Sunday 11 December 2011

House of Footsteps

Before I left for Em's last night, Andy and myself were talking; 'It only happens when you're not here. The door of your room keeps rattling'. It is a very rattly flat we live in. The doors are not snug in their frames, and there is the cat-flap too, which, despite Andy's best efforts with masking tape, we are unable to have shut properly. 'Sometimes that cat-flap sounds like someone coming up the stairs'.
Moment frozen, for some reason. In the kitchen, comfy yellow light, and I have to go outside. I'm sat on one of the chairs and Andy is bustling about.
Yes, I've had that too, the cat-flap rustling, and it sounds exactly like someone coming up the stairs. When I've been alone in the flat, the noise has so perturbed me that I have approached the landing cautiously, glanced down, and nothing of course. The frosted glass of the front door. Twilight fragments and angles of the Mews outside.

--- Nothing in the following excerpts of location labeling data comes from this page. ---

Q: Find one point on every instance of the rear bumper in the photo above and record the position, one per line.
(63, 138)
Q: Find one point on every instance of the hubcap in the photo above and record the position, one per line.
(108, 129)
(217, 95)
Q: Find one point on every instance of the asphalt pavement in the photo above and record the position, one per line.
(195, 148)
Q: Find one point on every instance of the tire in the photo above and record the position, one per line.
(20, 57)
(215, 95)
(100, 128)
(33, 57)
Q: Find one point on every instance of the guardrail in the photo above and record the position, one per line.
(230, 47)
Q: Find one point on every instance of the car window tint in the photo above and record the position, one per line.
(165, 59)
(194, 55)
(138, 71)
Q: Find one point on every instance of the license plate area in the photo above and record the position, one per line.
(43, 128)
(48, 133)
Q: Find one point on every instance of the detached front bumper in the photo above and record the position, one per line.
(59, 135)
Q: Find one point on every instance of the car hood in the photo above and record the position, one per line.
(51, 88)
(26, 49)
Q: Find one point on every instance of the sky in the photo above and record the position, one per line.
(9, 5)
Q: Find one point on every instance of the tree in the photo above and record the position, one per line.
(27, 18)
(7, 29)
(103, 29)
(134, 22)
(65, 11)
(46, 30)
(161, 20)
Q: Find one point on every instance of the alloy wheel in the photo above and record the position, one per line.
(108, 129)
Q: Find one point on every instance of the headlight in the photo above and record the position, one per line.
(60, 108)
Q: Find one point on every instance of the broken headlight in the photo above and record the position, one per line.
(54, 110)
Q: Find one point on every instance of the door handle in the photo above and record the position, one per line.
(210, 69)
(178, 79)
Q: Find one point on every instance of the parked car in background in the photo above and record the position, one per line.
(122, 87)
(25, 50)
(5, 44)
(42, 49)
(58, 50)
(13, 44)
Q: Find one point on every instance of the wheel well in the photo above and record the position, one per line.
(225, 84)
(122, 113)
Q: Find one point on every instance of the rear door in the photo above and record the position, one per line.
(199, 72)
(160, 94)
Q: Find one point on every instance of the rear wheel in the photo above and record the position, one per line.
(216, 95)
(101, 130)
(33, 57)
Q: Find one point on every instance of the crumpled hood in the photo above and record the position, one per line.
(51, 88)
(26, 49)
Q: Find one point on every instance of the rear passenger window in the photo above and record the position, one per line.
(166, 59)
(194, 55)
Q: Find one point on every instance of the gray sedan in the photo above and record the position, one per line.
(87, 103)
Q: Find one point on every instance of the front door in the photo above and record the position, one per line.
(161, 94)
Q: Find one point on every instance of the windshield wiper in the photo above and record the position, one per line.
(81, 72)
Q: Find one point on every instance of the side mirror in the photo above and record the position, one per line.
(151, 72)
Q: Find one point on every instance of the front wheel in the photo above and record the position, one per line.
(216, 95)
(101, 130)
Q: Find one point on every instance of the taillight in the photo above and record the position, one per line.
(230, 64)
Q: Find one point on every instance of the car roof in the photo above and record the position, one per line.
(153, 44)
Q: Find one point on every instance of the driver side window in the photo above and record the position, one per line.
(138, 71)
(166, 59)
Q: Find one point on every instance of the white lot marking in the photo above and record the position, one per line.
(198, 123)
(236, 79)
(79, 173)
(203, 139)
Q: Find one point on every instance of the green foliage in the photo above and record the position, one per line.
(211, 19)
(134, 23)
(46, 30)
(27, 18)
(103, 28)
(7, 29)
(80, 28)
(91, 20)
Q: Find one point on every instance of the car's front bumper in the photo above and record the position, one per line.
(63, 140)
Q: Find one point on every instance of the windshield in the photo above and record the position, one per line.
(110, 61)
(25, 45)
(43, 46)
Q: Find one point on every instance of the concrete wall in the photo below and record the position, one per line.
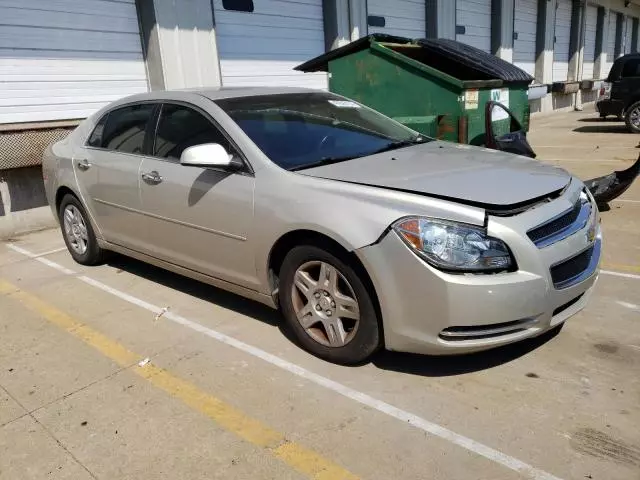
(23, 206)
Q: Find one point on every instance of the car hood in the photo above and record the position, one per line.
(474, 175)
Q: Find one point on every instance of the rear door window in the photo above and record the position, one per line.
(126, 127)
(181, 127)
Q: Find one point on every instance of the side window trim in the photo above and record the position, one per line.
(105, 116)
(150, 133)
(248, 169)
(102, 119)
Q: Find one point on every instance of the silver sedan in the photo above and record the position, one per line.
(363, 232)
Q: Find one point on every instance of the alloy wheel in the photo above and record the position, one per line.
(325, 304)
(634, 117)
(75, 229)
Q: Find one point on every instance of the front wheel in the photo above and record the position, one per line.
(327, 306)
(78, 233)
(632, 118)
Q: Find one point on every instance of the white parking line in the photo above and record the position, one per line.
(630, 306)
(360, 397)
(620, 274)
(50, 252)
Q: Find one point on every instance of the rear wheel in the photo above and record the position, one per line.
(78, 233)
(327, 306)
(632, 118)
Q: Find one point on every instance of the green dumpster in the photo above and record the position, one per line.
(437, 87)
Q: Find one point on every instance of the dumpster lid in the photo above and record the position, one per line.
(474, 58)
(321, 63)
(442, 54)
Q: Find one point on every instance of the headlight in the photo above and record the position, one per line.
(454, 246)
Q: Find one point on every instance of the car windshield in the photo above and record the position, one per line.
(304, 130)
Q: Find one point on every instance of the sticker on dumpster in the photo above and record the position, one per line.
(500, 95)
(471, 100)
(344, 104)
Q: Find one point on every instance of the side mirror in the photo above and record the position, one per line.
(208, 155)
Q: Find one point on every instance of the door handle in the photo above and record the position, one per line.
(153, 177)
(83, 165)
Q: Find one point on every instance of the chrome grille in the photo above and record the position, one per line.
(564, 273)
(564, 225)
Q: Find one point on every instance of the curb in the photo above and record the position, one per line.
(26, 221)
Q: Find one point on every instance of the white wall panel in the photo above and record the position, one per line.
(475, 17)
(406, 18)
(628, 30)
(590, 31)
(263, 46)
(562, 40)
(524, 28)
(64, 59)
(610, 42)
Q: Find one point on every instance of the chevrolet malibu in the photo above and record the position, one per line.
(364, 233)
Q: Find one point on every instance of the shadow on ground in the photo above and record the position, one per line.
(423, 365)
(196, 289)
(607, 127)
(600, 120)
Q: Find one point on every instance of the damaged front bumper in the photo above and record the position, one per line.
(429, 311)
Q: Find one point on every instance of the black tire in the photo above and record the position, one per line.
(367, 337)
(94, 255)
(627, 118)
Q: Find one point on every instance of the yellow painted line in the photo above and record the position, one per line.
(300, 458)
(622, 267)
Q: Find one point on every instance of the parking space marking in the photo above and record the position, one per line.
(620, 274)
(625, 268)
(360, 397)
(51, 252)
(300, 458)
(630, 306)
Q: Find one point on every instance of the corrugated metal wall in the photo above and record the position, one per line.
(64, 59)
(262, 47)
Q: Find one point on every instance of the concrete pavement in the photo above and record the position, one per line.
(563, 407)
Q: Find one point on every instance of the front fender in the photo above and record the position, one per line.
(353, 215)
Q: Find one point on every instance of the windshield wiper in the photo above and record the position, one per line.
(323, 161)
(401, 144)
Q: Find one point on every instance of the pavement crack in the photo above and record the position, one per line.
(50, 434)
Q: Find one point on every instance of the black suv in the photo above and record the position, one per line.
(621, 94)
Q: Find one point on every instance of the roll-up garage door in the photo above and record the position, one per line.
(562, 40)
(591, 26)
(406, 18)
(611, 42)
(473, 23)
(65, 59)
(524, 35)
(628, 30)
(260, 41)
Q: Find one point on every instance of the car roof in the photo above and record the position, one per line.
(628, 56)
(214, 93)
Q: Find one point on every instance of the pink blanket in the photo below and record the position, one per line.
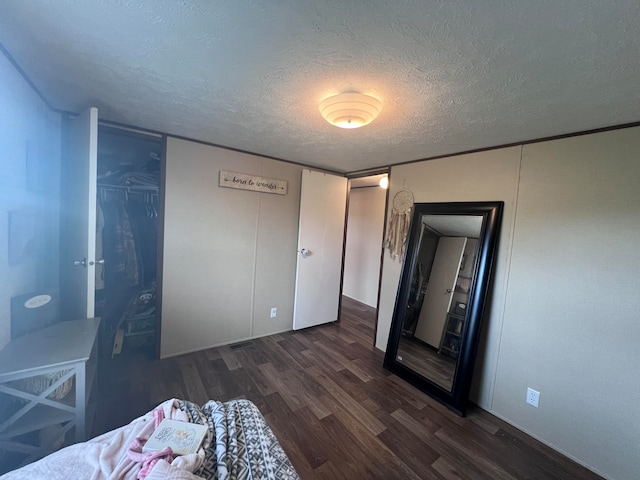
(105, 457)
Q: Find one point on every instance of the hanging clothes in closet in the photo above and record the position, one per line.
(128, 229)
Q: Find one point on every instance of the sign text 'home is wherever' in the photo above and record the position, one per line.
(242, 181)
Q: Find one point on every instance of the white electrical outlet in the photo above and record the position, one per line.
(533, 397)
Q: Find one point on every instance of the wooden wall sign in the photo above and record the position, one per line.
(242, 181)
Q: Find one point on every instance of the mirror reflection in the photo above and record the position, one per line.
(436, 309)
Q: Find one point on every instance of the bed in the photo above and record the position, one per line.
(238, 445)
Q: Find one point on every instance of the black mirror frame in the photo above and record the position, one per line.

The steep and narrow stairs lead straight up and into a hallway that splits the flat in two. On the left hand side the living room and my room, and the right Andy's room, the bathroom and the kitchen. For some reason this stairway corridor reminds me of a light blue, the shade of a rainy pre-twilight daydream.
Something about living in an old place though. Something undefined and indescribable. A feeling of falling perhaps, a not unpleasant sensation of sinking through water. All those imagined years, all those imagined histories.
What is now the workshops below us - the carpenters and furniture makers - was at one time stables, these flats above used as accommodation for the coach men. Old black and white photographs from the 1800s, grainy things showing the church and the Mews, in a bleak landscape devoid of anything but snow-bleach fields and a threatening, burdened distance.
Came back this afternoon, with a narrow coffin-white cabinet I found on the streets last night. Andy tells me how he stayed up late last night -2:30am - but was woken this morning at 9:00am, by the door of my room rattling. He goes on to say that as he lay there listening, he became convinced that there was the sound of footsteps in my room, of someone shuffling about. I switch the light on in my room, wait for the light bulb to warm up. Bleak uncomfortable shadows. 'Exactly like someone moving about'.
I'm alone in the house now, and there is that feeling about it, an expectancy in the architecture, in the cold flow of the kitchen and the stairs. A radio turned on low in another room, but when you open the door, you remember there is no radio there.
The door rattles in the frame. Rumours of a door opening.
I wait for the sound of footsteps even though I am alone here.